I'm so sorry to hear that. That must have been terrifying. At least she was with you in her last moments


----------



## Roxy stansfield (7 mo ago)

Bknmaizey said:


> So sorry for your loss. Something similar happened with us. Ours was 9 so not as young but seemingly healthy one day, then gone out of the blue the next. What you described brings back hard memories including a groan from her at the end that I can still hear in my head even 3+ years later. I was watching her on her bed from my bed about 5 feet away when I heard it, scrambled out of bed, scooper her up and I think she was already gone or died in my arms as I carried her to the car while I yelled to my wife to get the doors for me. I remember those first few days and weeks after, I was in total shock and beside myself in grief. I’m so sorry for you. I hope you can find a little peace in the days to come and I will keep you in my thoughts.

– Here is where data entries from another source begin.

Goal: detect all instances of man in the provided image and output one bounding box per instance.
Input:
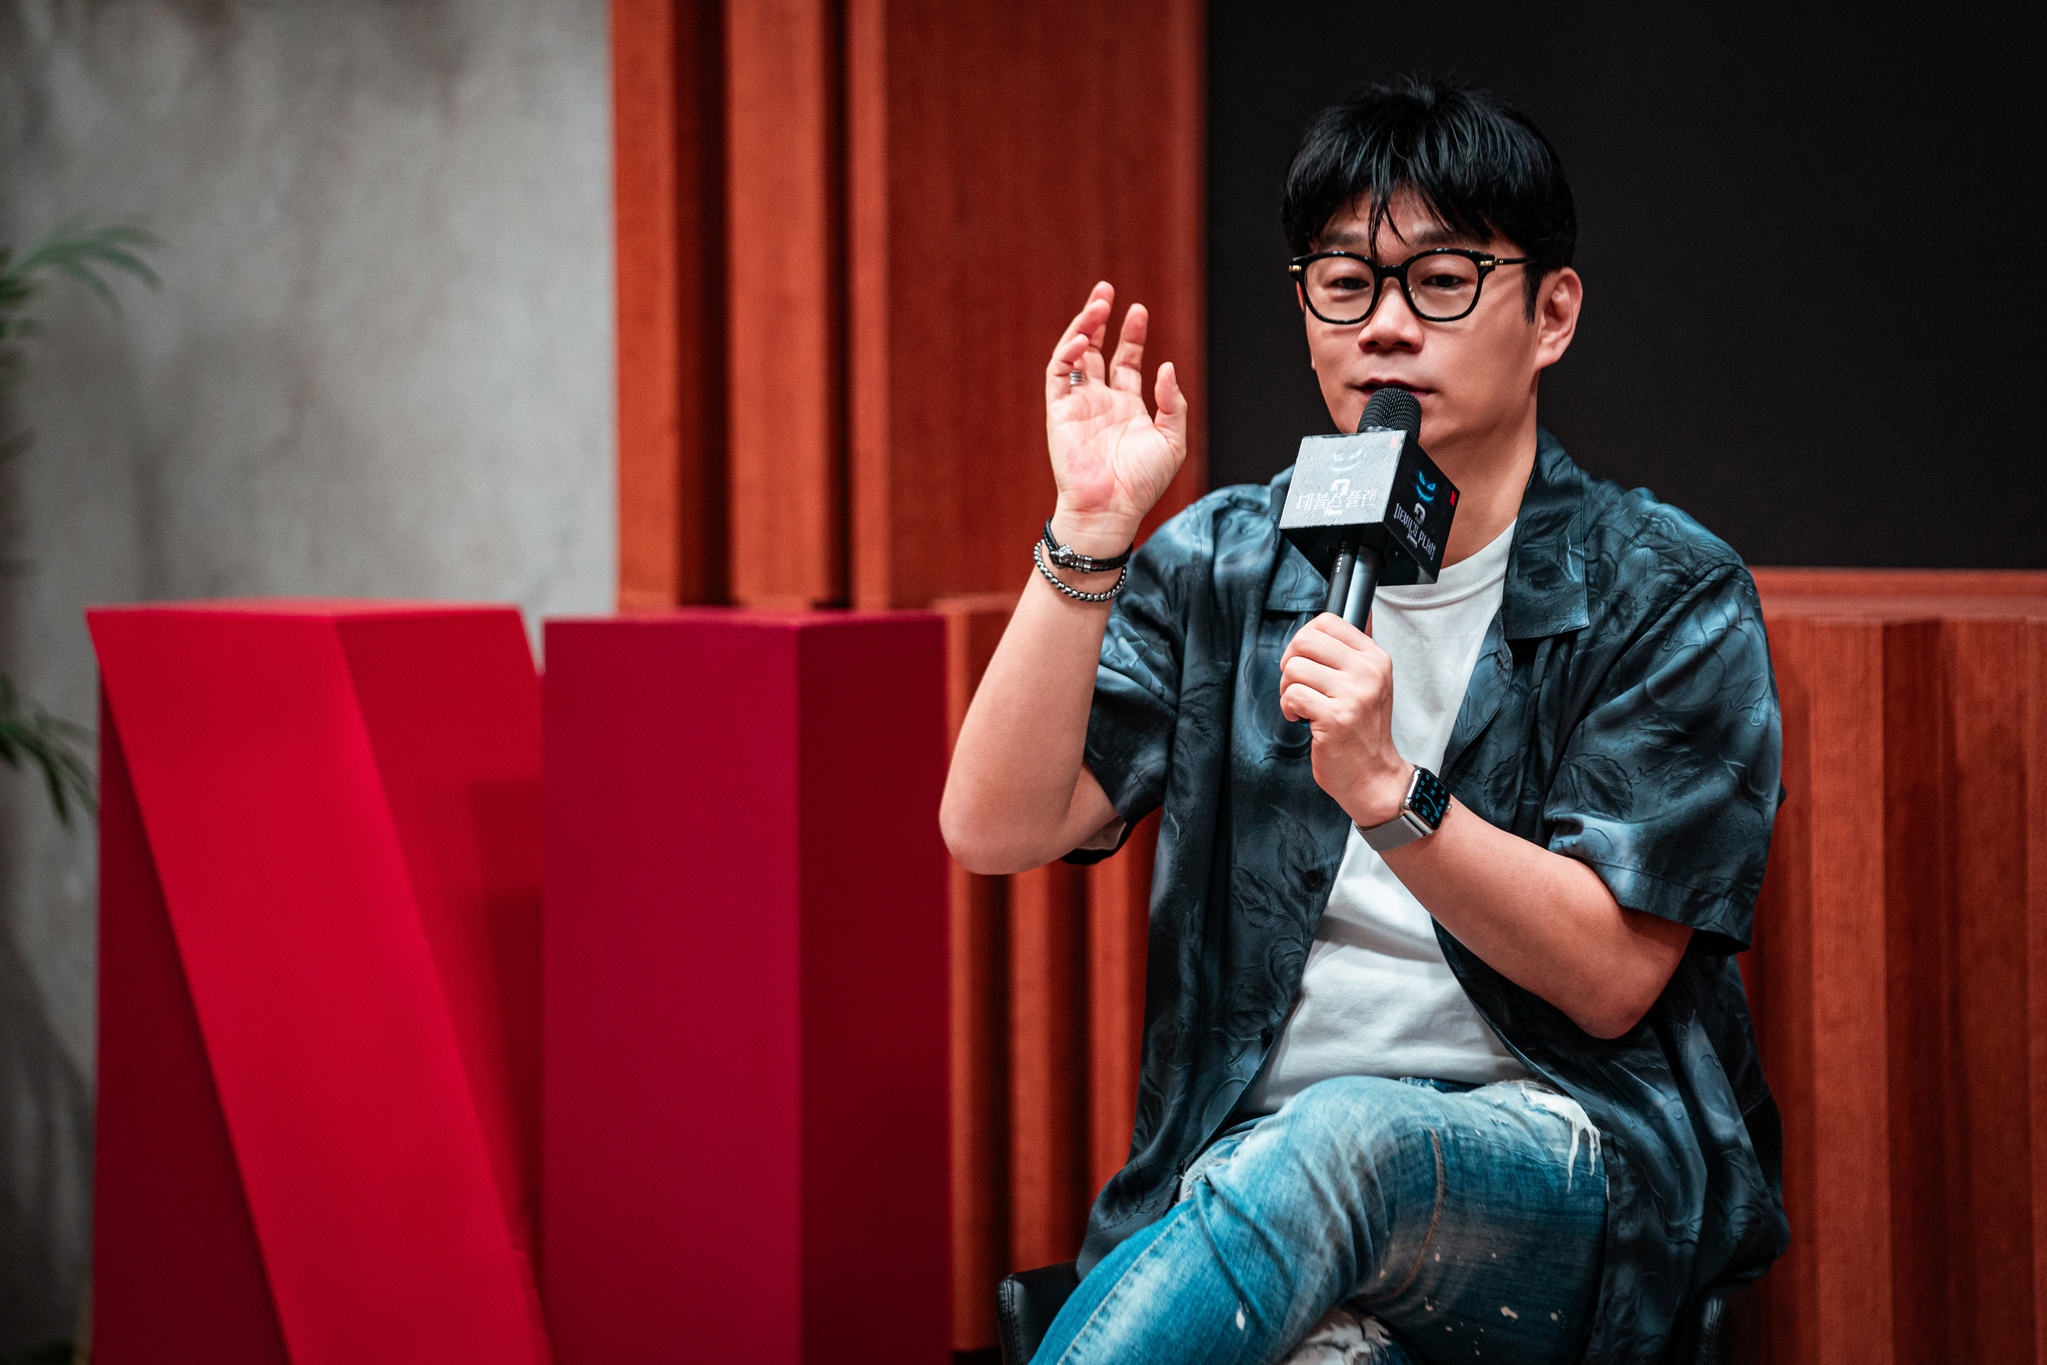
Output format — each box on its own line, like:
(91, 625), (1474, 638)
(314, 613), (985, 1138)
(942, 76), (1785, 1365)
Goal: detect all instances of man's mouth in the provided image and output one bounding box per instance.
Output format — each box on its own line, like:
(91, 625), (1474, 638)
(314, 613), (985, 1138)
(1362, 380), (1429, 397)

Thank you I carnt get my head around it at all but what I do know is she waited for me to finish work and I was so glad she wasn't Alone. I still find myself waking up and opening the back door to let her out in a morning. Its heart breaking to not have a reasonable explanation as to why it happened. So sorry for your loss


Dustinb80 said:


> That's terrible, very sorry to hear


Thank you


SMcN said:


> I can't even imagine the horror, shock and grief you have suffered. Completely out of the blue and such a young dog as well. To lose one of our beloved companions is hard enough when they have lived a full life and you know the end is near. To say I am sorry seems incredibly inadequate. I hope you find peace as well as an explanation of what happened at some point.


Thank you for your kind words. X


----------



## mikegray660 (Jan 31, 2018)

Horrible, i hope your memories of tara in happy times help to comfort you and ease the pain from her sudden loss - run free sweet girl


----------



## WNGD (Jan 15, 2005)

Sounds like it could be bloat?
I'm so sorry you're going through this.


----------



## Ladybug1982 (8 mo ago)

Wow I’m sorry! Something similar happened to my Bella. She was only two years old and totally healthy. Actually just got a clean bill of health a couple months prior from the vet. Just woke up in the morning and she had died suddenly. Could not wake her up. 😕


----------



## mchast213 (8 mo ago)

Suffering with you.


----------